Abstract

This chapter discusses plant virus epidemiology and computer stimulation of aphid populations. Epidemiology is defined as the study of populations of plants infected with populations of virus particles that are spread by populations of vectors. At any given time, the incidence of infection by a virus in a population of plants, results from the past incidence of the disease and the recent activities of the vectors and virus. There have been two distinct and regrettably isolated approaches to plant virus epidemiology. In the first approach, entomolgists and virologists have recorded the abundance of insect vectors and the incidence of virus infections as these vary during a crop season. The second, or analytical, method of epidemiology is to arrive mathematically at a generalized equation of the graph of disease incidence over time or to describe mathematically and by deduction the epidemiological events and mechanisms in a population. However, both the these approaches neglect critical aspects of virus ecology. Plant virus epidemiology can be investigated using simulation models.
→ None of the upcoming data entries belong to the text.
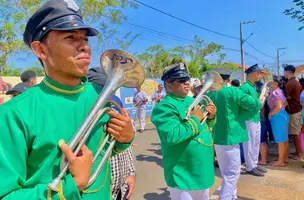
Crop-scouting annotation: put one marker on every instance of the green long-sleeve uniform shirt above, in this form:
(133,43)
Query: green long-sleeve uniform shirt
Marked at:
(250,89)
(186,145)
(31,125)
(230,128)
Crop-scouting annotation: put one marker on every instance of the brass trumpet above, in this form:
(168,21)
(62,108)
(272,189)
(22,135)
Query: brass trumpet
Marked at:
(122,69)
(211,81)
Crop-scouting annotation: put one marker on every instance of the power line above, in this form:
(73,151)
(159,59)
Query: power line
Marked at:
(198,26)
(259,50)
(187,22)
(181,38)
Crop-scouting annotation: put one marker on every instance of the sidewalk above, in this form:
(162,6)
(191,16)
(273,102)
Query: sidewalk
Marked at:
(278,184)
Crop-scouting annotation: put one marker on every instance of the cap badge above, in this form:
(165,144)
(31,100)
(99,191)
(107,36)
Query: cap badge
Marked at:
(181,66)
(72,5)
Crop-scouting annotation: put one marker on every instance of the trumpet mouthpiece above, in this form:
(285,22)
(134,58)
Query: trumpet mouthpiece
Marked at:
(54,185)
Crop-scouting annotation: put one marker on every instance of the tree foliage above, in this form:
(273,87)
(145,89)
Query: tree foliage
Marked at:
(104,15)
(297,13)
(157,58)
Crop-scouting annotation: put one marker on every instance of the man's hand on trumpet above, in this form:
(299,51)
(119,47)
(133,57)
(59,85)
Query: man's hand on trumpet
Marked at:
(120,126)
(211,109)
(79,165)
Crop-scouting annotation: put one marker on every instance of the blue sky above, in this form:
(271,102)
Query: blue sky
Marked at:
(271,30)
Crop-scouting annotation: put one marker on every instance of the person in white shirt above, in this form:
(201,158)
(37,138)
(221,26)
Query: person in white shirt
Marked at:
(159,94)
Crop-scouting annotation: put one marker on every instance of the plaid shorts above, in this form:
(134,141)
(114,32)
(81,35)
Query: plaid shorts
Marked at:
(294,124)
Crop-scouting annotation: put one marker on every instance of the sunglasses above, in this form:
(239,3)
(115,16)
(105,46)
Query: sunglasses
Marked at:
(182,80)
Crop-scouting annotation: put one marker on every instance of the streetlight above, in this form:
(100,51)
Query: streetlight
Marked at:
(242,48)
(278,58)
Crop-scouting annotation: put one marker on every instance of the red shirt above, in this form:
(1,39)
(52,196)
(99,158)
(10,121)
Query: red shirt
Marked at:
(293,92)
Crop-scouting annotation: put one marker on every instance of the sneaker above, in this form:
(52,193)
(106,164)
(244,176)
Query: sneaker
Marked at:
(261,169)
(215,163)
(255,172)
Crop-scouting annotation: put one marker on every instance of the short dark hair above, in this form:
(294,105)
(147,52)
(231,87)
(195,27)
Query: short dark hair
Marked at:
(28,75)
(235,83)
(290,68)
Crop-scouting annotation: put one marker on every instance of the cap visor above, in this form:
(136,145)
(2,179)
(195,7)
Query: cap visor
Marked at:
(10,92)
(74,24)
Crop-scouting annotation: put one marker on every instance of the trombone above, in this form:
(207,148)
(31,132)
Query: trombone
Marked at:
(211,81)
(122,69)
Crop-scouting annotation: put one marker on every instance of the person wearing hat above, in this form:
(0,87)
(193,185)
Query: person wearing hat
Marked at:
(196,87)
(229,131)
(235,83)
(293,91)
(18,89)
(36,127)
(187,145)
(122,165)
(252,147)
(159,94)
(29,77)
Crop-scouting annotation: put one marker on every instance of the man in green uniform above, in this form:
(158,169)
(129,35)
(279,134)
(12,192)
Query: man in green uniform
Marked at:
(229,131)
(35,122)
(252,147)
(187,145)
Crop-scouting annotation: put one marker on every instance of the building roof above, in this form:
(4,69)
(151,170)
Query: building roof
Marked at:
(300,69)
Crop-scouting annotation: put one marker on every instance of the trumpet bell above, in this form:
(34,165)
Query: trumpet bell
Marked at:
(215,78)
(117,63)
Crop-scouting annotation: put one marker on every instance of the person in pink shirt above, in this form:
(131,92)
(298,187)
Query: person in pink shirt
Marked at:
(279,120)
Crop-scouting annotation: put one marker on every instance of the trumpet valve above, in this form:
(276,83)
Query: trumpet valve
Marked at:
(54,185)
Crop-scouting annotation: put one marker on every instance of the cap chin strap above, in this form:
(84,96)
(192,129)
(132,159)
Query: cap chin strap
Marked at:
(37,36)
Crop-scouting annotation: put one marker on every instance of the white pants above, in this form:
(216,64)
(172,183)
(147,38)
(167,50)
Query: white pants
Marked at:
(177,194)
(141,115)
(229,160)
(252,147)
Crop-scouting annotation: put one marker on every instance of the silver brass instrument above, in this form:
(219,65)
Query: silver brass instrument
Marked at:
(211,81)
(264,89)
(122,69)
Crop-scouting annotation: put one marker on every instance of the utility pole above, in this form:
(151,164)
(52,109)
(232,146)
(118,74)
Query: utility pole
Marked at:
(242,48)
(278,59)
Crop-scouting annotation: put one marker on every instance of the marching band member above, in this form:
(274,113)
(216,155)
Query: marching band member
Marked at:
(196,87)
(187,146)
(35,122)
(159,94)
(229,131)
(140,100)
(252,147)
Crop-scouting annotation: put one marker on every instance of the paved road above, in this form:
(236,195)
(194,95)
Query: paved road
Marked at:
(278,184)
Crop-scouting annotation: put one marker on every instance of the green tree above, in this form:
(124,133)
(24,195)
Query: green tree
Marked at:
(297,13)
(157,58)
(39,70)
(102,14)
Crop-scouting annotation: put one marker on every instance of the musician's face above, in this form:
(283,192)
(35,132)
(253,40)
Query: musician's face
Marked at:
(255,76)
(66,53)
(179,87)
(197,90)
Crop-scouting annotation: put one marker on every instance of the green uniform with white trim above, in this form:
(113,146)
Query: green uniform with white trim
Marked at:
(187,146)
(31,126)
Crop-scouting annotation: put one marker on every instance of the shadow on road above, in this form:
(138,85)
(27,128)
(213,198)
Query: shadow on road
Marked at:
(156,151)
(147,158)
(154,196)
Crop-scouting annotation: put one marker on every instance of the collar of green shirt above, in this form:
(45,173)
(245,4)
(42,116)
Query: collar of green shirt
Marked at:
(250,83)
(180,98)
(63,89)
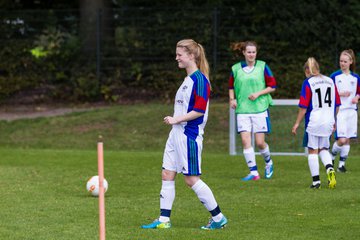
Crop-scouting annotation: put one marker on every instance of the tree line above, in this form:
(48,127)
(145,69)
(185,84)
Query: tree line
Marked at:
(126,49)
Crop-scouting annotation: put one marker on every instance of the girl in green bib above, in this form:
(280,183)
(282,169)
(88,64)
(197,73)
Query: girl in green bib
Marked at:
(250,84)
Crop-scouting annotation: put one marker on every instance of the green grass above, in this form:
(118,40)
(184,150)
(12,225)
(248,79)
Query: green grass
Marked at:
(45,163)
(44,197)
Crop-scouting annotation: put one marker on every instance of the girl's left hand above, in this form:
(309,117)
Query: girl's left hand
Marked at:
(253,96)
(170,120)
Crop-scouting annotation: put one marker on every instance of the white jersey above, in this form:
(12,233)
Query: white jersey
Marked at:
(320,97)
(193,94)
(347,82)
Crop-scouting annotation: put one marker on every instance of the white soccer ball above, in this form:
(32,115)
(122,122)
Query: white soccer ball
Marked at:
(92,185)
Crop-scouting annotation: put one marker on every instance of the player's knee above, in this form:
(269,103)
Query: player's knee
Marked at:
(261,145)
(191,180)
(167,175)
(342,141)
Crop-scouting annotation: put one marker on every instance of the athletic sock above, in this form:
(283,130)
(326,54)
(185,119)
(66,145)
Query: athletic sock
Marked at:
(313,161)
(266,155)
(344,153)
(167,197)
(207,198)
(250,159)
(335,149)
(325,157)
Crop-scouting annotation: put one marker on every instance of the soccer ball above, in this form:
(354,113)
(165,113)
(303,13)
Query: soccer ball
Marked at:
(92,185)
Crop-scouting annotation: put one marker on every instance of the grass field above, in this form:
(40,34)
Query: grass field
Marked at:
(45,163)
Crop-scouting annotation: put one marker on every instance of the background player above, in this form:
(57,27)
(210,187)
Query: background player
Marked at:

The quality of the predictions is entirely dependent upon the quality of the data from which the model is prepared and the validity of the assumptions on which it is based. In the pea aphid model, the population dynamics of the vector had been tested experimentally in the field. The epidemiology of plant virus diseases has to be multidisciplinary. It requires special knowledge of botany, virology, entomology usually agriculture, mathematics, computer science and statistics, not to mention epidemiology itself.